Writing Like Jazz: Revising with the Energy Meter

Like a good jazz player, we allow the writing to move us in the direction it needs to go. We focus only on this sentence, this clause, this phrase.

Writing Like Jazz: Revising with the Energy Meter

In his most recent work, A Swim in a Pond in the Rain, short story maestro George Saunders offers up a really cool method of revision. After his commentary on Ivan Turgenev’s “The Singers”—a deeply flawed, yet deeply compelling short story—Saunders gives his readers a window into his process. For Saunders, writing isn’t about drafting; it’s almost totally about revision. He skips over the first draft, not even mentioning how it comes into being. The first draft appears to be little more than an afterthought as Saunders wants to get straight to the issue of revision.

Here’s what he says about that revision:

I imagine a meter in my forehead, with a P on this side (“Positive”) and an N on that side (“Negative”). I try to read what I’ve written the way a first-time reader might…. Where’s the needle? If it drops into the N zone, admit it. And then, instantaneously, a fix might present itself—a cut, a rearrangement, an addition. There’s not an intellectual or analytical component to this; it’s more of an impulse…in that moment. (Saunders, A Swim in a Pond in the Rain, 111)

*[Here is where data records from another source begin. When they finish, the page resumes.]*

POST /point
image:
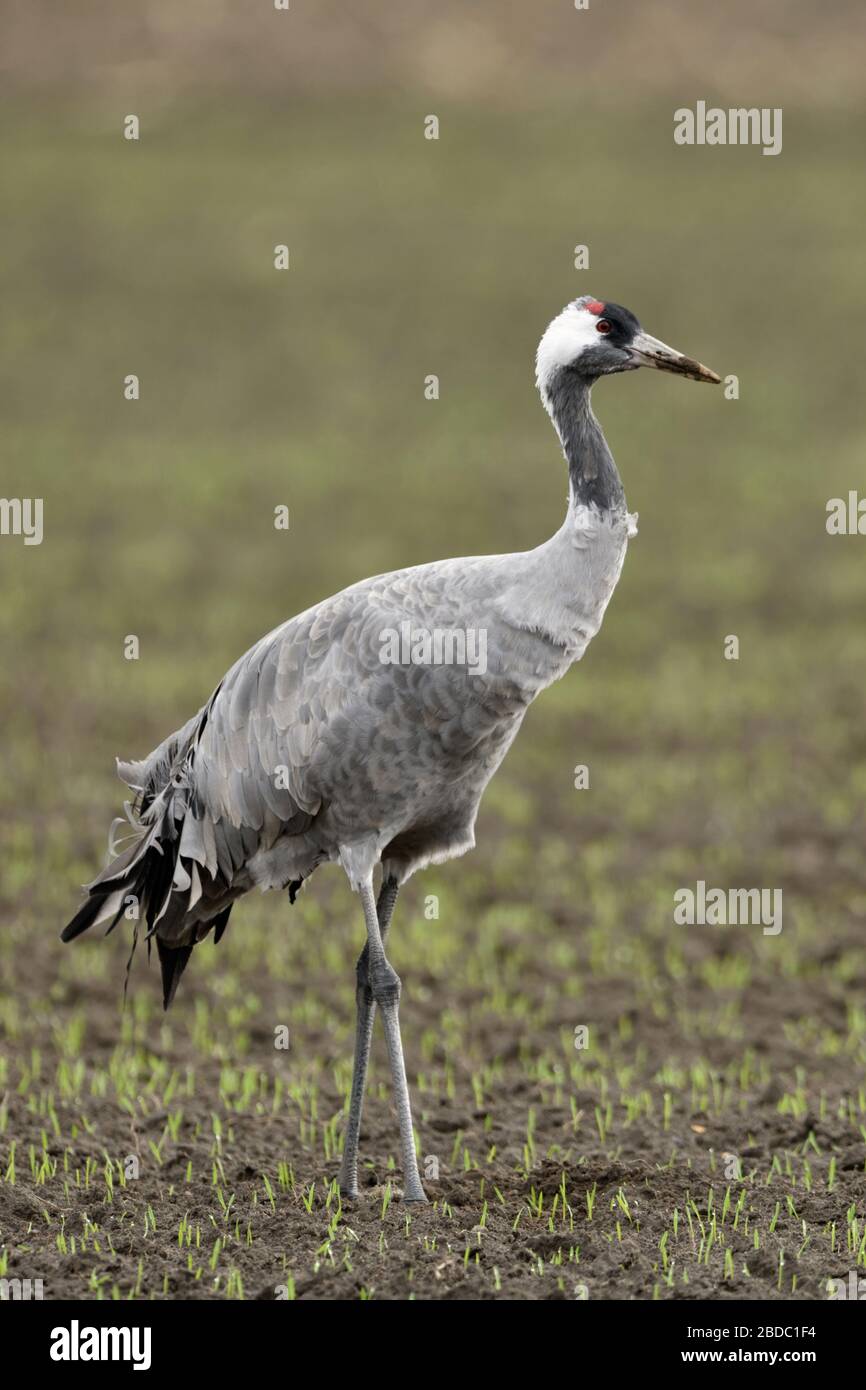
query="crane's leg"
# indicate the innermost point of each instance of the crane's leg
(363, 1039)
(382, 984)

Saunders makes his alterations on the fly, knowing they may have ripple effects, knowing he’s going to knock down a domino by changing this sentence. The next sentence will need to be revised, and the next, and the one after that, too. That’s okay. Each revised sentence takes the work in a slightly new direction, leads it closer and closer toward its final destination.

Moreover, this method of revision is rooted in instinctive, incremental changes. Each revision is brought about not by some analysis. Instead, it's a largely right-brained exercise; it’s done based on feel. Thus, the artist, rather than the technician, emerges.

Given Saunders background as an engineer, this is kind of a marvelous feat that he’s made here. He’s willing to trust his instinct, believing that art comes not from careful planning and execution but from the gut.

He’s right, I think. The more we can get out of our heads while writing, the more we can get into the zone—I’m reminded here of those marvelous scenes in Pixar’s Soul in which Joe loses himself in the music—the more we get in touch with what the work intended itself to be.

In Pixar's Soul, Joe Gardner plays piano "in the zone."

Writing becomes an act of improvisation. Like a good jazz player, we allow the writing to move us in the direction it needs to go. We forget about the intended target and think only about how this sentence, this clause, this phrase, this word might be improved.

Try it out. Choose a piece you’ve written, preferably an older piece that’s gone fallow for a few days, weeks, months, or even years. Copy it into new document or sheet and read it with the energy meter in the front of your brain. Ask yourself:

  • Where does the piece start to flag?
  • Where does the writing feel a little lifeless?
  • Where does the energy dip into the blah/negative side of the meter?

As you read, tweak those lifeless chunks, sentence by sentence, to see how the incremental changes ripple out, changing the piece as a whole, and bringing it more into alignment with what it was always meant to be.